Caldwell University
May 14, 2019
Sport management students host event to support business professor’s nonprofit for education in India
Caldwell, N.J., May 14, 2019 – Students in Business Professor Neil Malvone’s Sports Event Management class and in the Sport Management Club hosted a nightfall volleyball event to support Pawel’s Children which improves education in India. The non-profit organization was founded by Business Professor Monika Sywak in honor of her son.
Malvone said the students were thrilled to create the event to help Pawel’s Children.
“Each semester, the event management students create an event from ideation to implementation as a way to learn the course material in an experiential fashion. They handle all aspects of the event including finding participants, sponsors, and bringing in spectators, as well as the event logistics,” said Malvone.
Sywak is grateful to Malvone and the students for their support. The founding of the Pawel’s Children goes back to 2014 when Sywak says the organization “found her” and it was love at first sight. They support the Abhaneri School in an impoverished area of India that Sywak “stumbled on” during a sightseeing trip with her friends Shalini Madaras and Denise Walsh.
They were distributing soccer balls in a rural area of Rajasthan when they stopped at the Abhaneri School. They saw that 300 children were learning in a structure with dirt floors, no running water, no bathrooms or electricity, and unstable walls.
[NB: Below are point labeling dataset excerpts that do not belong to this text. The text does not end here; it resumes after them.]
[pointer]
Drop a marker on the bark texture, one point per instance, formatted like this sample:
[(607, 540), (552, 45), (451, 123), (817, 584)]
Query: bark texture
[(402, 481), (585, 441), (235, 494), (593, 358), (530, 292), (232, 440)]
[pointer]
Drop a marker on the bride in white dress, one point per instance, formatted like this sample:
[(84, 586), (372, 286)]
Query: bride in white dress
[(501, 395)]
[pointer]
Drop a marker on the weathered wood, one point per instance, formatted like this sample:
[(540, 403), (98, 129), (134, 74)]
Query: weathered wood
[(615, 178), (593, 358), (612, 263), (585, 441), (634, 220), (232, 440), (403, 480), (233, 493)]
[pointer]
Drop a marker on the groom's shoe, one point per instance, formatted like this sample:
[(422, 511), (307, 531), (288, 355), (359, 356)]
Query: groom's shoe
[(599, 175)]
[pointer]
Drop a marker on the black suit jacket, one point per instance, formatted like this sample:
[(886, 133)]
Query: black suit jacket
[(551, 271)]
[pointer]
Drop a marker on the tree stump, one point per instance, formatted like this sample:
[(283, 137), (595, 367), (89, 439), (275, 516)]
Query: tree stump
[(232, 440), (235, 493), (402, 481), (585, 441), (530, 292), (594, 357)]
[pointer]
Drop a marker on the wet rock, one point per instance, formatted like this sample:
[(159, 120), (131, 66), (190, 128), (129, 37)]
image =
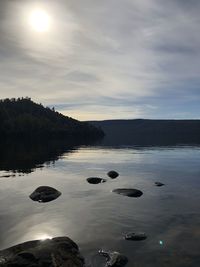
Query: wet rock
[(129, 192), (113, 174), (95, 180), (45, 194), (56, 252), (113, 258), (135, 236), (159, 184)]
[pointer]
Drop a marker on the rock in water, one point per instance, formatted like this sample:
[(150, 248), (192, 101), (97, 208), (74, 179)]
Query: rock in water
[(131, 192), (59, 251), (45, 194), (95, 180), (135, 236), (159, 184), (114, 259), (113, 174)]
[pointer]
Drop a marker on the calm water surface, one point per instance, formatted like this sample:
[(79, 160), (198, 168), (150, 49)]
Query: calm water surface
[(96, 218)]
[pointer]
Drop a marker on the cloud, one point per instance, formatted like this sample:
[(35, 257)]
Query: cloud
[(105, 59)]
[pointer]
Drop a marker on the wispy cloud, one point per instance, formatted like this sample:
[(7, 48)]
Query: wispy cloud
[(104, 59)]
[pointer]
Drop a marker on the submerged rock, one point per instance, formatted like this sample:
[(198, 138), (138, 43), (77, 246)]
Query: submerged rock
[(159, 184), (135, 236), (56, 252), (114, 259), (113, 174), (129, 192), (45, 194), (95, 180)]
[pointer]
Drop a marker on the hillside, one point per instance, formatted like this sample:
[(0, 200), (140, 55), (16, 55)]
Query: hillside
[(23, 118), (150, 132)]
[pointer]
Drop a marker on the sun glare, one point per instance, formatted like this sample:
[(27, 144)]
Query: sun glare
[(39, 20)]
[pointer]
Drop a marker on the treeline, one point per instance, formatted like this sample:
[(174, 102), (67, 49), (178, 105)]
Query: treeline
[(22, 117), (150, 132)]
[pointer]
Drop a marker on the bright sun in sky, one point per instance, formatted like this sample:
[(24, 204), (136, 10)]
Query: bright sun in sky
[(39, 20)]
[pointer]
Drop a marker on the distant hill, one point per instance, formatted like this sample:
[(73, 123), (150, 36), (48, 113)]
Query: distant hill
[(23, 118), (150, 132)]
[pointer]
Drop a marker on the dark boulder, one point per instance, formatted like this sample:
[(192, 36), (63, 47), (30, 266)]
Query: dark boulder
[(113, 174), (159, 184), (95, 180), (113, 258), (129, 192), (45, 194), (59, 251), (135, 236)]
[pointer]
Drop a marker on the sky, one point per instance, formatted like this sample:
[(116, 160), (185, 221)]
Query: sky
[(105, 59)]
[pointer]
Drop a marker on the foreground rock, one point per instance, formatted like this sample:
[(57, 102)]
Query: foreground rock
[(135, 236), (113, 174), (131, 192), (95, 180), (114, 259), (56, 252), (45, 194), (159, 184)]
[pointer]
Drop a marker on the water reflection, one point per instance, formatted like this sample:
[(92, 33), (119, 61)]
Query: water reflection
[(25, 156), (96, 218)]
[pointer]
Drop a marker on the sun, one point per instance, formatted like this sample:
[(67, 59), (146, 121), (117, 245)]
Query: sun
[(39, 20)]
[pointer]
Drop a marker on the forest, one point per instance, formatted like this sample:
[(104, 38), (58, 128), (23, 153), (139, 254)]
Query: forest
[(22, 117)]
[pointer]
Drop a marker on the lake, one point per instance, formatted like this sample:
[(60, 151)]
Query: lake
[(95, 217)]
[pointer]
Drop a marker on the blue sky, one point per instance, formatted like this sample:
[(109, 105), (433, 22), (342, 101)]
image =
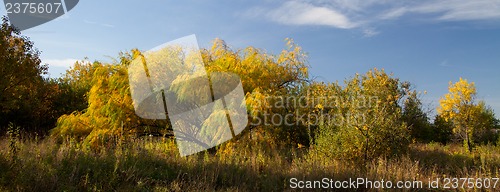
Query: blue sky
[(427, 42)]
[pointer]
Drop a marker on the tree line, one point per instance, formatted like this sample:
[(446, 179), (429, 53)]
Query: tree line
[(91, 102)]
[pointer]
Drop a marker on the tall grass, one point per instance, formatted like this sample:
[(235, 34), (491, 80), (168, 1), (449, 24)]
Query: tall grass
[(246, 165)]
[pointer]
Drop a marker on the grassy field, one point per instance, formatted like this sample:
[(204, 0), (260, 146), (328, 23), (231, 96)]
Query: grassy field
[(151, 164)]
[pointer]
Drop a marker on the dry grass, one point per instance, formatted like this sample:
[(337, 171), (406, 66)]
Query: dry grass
[(154, 165)]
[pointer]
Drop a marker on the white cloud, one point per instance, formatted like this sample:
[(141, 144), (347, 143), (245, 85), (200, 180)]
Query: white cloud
[(349, 14), (370, 32), (462, 9), (96, 23), (300, 13), (394, 13), (66, 63)]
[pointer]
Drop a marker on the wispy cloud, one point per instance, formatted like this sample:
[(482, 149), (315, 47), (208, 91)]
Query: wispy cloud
[(365, 14), (301, 13), (445, 63), (66, 63), (100, 24), (370, 32)]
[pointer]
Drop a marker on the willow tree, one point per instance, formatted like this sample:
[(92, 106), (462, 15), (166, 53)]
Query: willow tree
[(468, 116), (110, 109)]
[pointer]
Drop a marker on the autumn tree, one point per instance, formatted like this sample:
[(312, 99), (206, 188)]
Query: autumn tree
[(467, 116), (23, 90), (414, 115), (366, 123), (268, 79)]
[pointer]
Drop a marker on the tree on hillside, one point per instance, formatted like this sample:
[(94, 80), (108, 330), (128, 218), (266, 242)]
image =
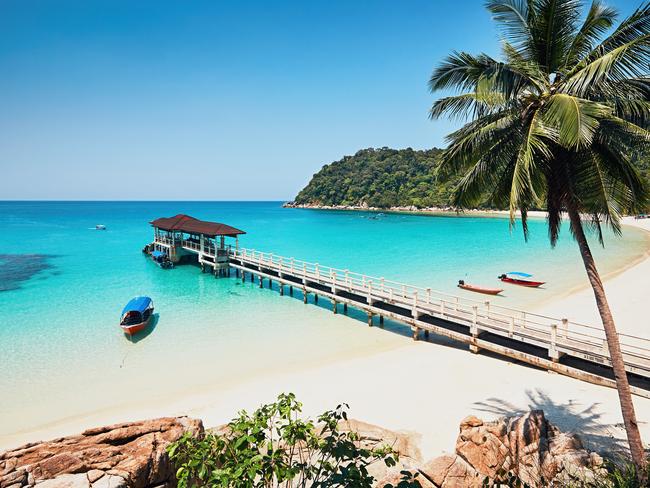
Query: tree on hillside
[(555, 125)]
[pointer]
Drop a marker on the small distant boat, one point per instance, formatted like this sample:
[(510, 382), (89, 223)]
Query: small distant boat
[(479, 289), (519, 278), (161, 259), (136, 315)]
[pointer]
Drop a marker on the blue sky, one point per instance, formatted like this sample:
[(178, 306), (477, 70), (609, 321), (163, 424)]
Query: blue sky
[(215, 100)]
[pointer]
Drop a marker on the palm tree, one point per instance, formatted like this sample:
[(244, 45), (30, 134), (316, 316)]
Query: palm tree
[(555, 124)]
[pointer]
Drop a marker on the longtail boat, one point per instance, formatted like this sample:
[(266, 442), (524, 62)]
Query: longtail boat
[(519, 278), (136, 315), (479, 289)]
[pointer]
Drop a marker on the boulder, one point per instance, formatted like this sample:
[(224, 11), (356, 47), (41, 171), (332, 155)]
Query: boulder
[(129, 454), (527, 446)]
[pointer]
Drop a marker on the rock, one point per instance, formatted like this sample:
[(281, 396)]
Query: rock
[(66, 481), (129, 454), (527, 446), (110, 481), (452, 472)]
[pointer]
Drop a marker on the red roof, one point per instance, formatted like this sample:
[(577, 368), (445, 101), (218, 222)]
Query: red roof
[(190, 225)]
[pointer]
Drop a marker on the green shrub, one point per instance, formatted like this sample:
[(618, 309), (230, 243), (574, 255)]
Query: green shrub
[(274, 447)]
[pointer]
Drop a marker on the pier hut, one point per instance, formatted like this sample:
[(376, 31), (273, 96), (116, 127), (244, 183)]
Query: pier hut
[(184, 238)]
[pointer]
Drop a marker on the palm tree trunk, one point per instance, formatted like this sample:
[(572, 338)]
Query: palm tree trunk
[(622, 384)]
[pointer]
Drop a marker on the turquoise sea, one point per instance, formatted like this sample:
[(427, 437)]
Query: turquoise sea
[(63, 285)]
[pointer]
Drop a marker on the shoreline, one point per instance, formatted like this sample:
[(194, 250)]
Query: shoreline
[(364, 380), (427, 211)]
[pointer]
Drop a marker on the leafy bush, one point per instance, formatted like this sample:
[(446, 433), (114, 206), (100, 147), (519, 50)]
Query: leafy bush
[(274, 447)]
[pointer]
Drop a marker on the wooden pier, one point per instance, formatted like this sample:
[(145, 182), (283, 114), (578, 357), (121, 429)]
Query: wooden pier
[(554, 344), (557, 345)]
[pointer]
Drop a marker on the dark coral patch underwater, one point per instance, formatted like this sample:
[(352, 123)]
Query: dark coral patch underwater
[(18, 268)]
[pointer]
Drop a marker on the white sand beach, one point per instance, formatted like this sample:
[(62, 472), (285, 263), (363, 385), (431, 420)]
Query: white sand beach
[(427, 388)]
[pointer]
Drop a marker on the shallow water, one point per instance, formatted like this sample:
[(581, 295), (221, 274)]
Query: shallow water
[(63, 285)]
After leaving the kids that day, Sywak says, she could not stop thinking about them, “how special they were and how much they really wanted to learn.” Even with a language barrier and her friend’s translation, Sywak could feel how “sincere, humble and genuine” the people were and could see they “had a real love for education.”
“They just needed a little help to take it further,” says Sywak, who teaches undergraduate and graduate finance and ethical business strategy courses. She and her friends decided to start with a small project, financing the construction of bathrooms. They suggested making the donations in memory of Sywak’s son, Pawel, who had died in 2012 at 20 years old. As they started spreading the word, they could see there was support for the project. Soon after, they applied for the nonprofit status and Pawel’s Children was born.